Routine testing beats having to tell a colleague to retire because of poor work, he said. Rothman once discovered that a fellow surgeon was legally blind. Such encounters are, he said, "a very unpleasant business."
Rothman has been lobbying for Jefferson to develop an evaluation policy for older doctors. The health system's CEO, Stephen Klasko, is on his side. But Klasko thinks the evaluations should start around age 40 and be given again at 50 and 60, then every five years. He's 63 and an obstetrician-gynecologist. "The last time anybody checked my technical competence was about 32 years ago," he said.
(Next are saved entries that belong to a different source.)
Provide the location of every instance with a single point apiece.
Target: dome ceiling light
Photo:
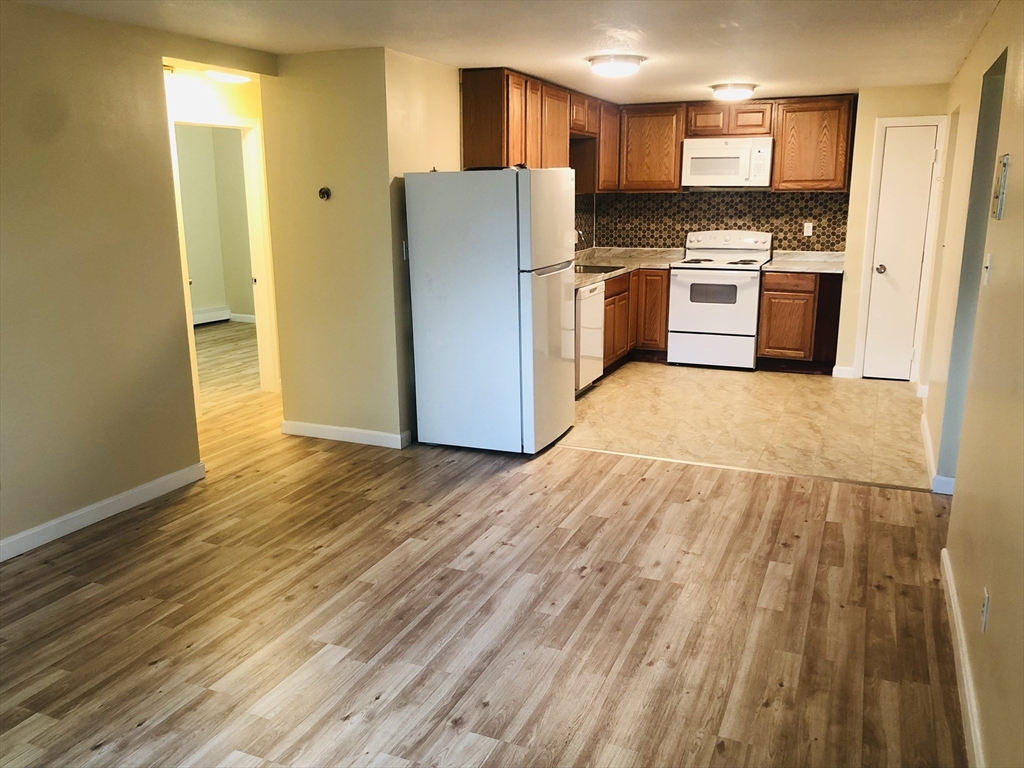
(733, 91)
(615, 66)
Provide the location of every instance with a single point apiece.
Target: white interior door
(904, 202)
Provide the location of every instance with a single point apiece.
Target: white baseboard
(965, 679)
(18, 544)
(211, 314)
(347, 434)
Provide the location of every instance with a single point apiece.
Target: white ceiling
(787, 47)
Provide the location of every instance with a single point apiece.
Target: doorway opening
(211, 183)
(220, 196)
(979, 202)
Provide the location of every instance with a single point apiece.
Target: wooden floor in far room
(322, 603)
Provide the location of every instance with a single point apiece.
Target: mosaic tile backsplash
(664, 219)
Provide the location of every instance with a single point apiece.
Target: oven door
(714, 301)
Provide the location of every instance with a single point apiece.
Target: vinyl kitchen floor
(851, 429)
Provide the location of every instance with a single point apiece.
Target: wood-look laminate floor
(322, 603)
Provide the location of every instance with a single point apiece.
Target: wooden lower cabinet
(616, 323)
(636, 313)
(616, 318)
(786, 325)
(652, 309)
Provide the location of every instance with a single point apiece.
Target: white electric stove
(714, 296)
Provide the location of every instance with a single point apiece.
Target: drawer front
(616, 286)
(790, 282)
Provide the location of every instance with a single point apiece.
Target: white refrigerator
(491, 262)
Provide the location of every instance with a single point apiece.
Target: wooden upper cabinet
(578, 112)
(650, 146)
(585, 114)
(718, 119)
(483, 118)
(711, 119)
(554, 127)
(750, 119)
(812, 143)
(593, 116)
(607, 148)
(532, 123)
(515, 119)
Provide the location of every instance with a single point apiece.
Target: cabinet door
(634, 306)
(607, 148)
(650, 145)
(593, 116)
(622, 325)
(515, 119)
(554, 127)
(750, 119)
(812, 143)
(532, 124)
(609, 332)
(578, 112)
(708, 120)
(652, 325)
(786, 328)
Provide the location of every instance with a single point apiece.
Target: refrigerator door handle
(554, 268)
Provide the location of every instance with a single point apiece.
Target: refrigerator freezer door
(547, 217)
(464, 279)
(548, 334)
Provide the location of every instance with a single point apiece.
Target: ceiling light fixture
(226, 77)
(615, 66)
(733, 91)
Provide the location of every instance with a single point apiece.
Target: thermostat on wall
(999, 193)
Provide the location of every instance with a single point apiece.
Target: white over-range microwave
(727, 162)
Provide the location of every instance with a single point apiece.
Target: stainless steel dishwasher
(590, 335)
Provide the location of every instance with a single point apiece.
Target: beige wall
(986, 531)
(423, 130)
(326, 125)
(233, 220)
(354, 121)
(198, 174)
(871, 104)
(95, 392)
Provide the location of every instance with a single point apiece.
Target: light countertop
(659, 258)
(626, 258)
(806, 261)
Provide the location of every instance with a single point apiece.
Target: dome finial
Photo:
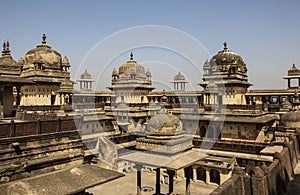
(4, 46)
(7, 45)
(5, 50)
(225, 45)
(131, 56)
(44, 39)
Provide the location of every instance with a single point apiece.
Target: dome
(114, 73)
(294, 71)
(66, 85)
(206, 65)
(228, 57)
(212, 88)
(43, 54)
(66, 61)
(6, 59)
(164, 124)
(179, 77)
(21, 61)
(132, 66)
(290, 119)
(148, 73)
(85, 75)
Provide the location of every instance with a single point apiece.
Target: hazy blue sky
(265, 33)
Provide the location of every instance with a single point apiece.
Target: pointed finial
(7, 45)
(44, 39)
(4, 46)
(225, 45)
(131, 56)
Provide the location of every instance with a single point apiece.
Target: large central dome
(164, 124)
(43, 54)
(226, 58)
(132, 66)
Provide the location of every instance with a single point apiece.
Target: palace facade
(249, 136)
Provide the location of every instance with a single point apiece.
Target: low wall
(266, 180)
(26, 128)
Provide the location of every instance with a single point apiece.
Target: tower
(179, 82)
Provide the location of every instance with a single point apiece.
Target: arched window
(202, 131)
(201, 174)
(211, 132)
(214, 176)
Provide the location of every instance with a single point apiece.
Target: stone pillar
(171, 174)
(259, 182)
(157, 185)
(188, 174)
(138, 180)
(18, 96)
(207, 176)
(194, 174)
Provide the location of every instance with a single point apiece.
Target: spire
(5, 50)
(4, 46)
(7, 45)
(44, 39)
(225, 45)
(131, 56)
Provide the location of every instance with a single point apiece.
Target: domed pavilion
(164, 135)
(228, 71)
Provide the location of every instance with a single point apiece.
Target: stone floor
(127, 186)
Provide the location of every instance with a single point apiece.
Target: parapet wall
(31, 148)
(25, 128)
(266, 180)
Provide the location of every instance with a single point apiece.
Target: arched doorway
(217, 133)
(202, 132)
(201, 174)
(214, 176)
(211, 132)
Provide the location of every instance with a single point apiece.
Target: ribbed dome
(290, 119)
(212, 88)
(228, 57)
(164, 124)
(294, 71)
(85, 75)
(43, 54)
(179, 77)
(21, 61)
(66, 61)
(66, 85)
(6, 60)
(115, 72)
(132, 66)
(206, 65)
(148, 73)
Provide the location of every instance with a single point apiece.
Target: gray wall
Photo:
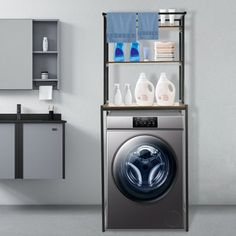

He expects Jefferson to have a policy in place in a year or so.
Too often, a doctor isn't assessed until he "has a really bad case." That, he said, is like telling a pilot, "After you've crashed, then we'll check you."
Cooper University Health Care
Cooper has more than 20 doctors who are 72 or older, the ages covered by the late-career policy it approved in March 2015. Also, 57 of the health system's 650 physicians are 65 to 72. Anthony Mazzarelli, Cooper's senior executive vice president and chief physician executive, said that requiring physical and cognitive testing supports both patient safety and long physician careers. So far, only one doctor has retired rather than go through it and another is having a more thorough evaluation after issues arose during the screening.
Richard Jermyn, chair of physical medicine and rehabilitation for Rowan School of Osteopathic Medicine, oversees the physical testing, which is tailored to each doctor's job.
A surgeon, he said, needs to be more physically fit than most doctors. The program has found doctors with uncontrolled diabetes and hypertension.
David Libon, a clinical neuropsychologist with Rowan's Institute for Successful Aging, is looking for subtle signs of dementia when he evaluates Cooper doctors. Some may do well with extremely specialized, long-practiced work. He wants to know whether they can handle situations "clearly not within their normal scope of activities." The tests measure capacity to learn and retain new information, executive control, processing speed, and language and visual-spatial skills
"In large part, I've not found serious problems in this group," he said.
Virtua
Since 2008,Virtua has required all physicians to have a physical and cognitive medical exam by their own primary-care doctors when they turn 70 and every two years after that. There is also a peer evaluation.
Main Line Health
Main Line Health assesses doctors on a case-by-case basis, sending some to the Foundation of the Pennsylvania Medical Society's LifeGuard assessment program, which tests about 25 physicians of various ages from throughout the country each year, usually because of a problem. One 70-year-old doctor was sleepy after being on call for 24 hours straight, said Marcia Lammando, the program director. He stopped doing that and was fine. The program found another doctor had a brain tumor.
Temple Health
A spokeswoman said that Temple Health is developing a policy but that it would be premature to discuss it.